What I built this time is a program that automatically plays an internet radio station based on the brightness in the room.  The radio starts playing automatically when it gets bright and then automatically stops when it gets dark.  It can be written entirely in Python without HTML file.

First, check the average brightness level of the location where you want to use this device and then set a reference value for determining brightness.

In the above program, I assume that the sensor is on my desk in front of a screen so I set the reference at that brightness.  The value returned by the analogRead function with the display on is 1300, and 600 when turned off so I set the reference value at 1000.

For the radio, I’m using the “mplayer” package.  Mplayer is explained more fully in Raspberry Radio Part 1 – Internet Radio Receiver and Remote Access.

Command to install mplayer

sudo apt-get install mplayer

When using the Raspberry Pi’s HDMI port, HDMI is automatically selected as the audio output.  To specify using the stereo jack, use the following command.

Setting the audio output to the stereo jack

sudo amixer cset numid=3 1

When building a project like this, it’s convenient to set it to run automatically.  If a device isn’t recognized when the program autoruns, an error will occur.  So, putting a roughly 15 second sleep command in the first “setup:” section makes things work better.

Command to set up autorun

sudo update-rc.d webiopi defaults

Command to remove autorun

sudo update-rc.d webiopi remove

In this tutorial, we learned how to read analog values using Raspberry Pi.
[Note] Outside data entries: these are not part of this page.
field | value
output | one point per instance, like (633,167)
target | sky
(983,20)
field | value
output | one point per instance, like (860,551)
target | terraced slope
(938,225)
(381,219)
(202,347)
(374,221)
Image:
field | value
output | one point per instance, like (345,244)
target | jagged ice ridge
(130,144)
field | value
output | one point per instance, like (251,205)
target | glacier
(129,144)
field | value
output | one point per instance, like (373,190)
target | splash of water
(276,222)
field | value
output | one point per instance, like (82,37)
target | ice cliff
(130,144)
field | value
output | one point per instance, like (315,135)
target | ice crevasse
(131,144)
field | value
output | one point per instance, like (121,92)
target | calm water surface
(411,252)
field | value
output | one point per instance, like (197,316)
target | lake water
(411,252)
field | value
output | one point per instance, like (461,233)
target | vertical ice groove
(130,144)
This time, the wiring was harder than WebIOPi; the amount and the placement of the resistor, etc. The values will be off if something goes wrong. It’s challenging to stabilize analog read.

This concludes the WebIOPi tutorial series. That being said, this has been my favorite project so far, and I look forward to develop new projects implementing the concept we learned here today.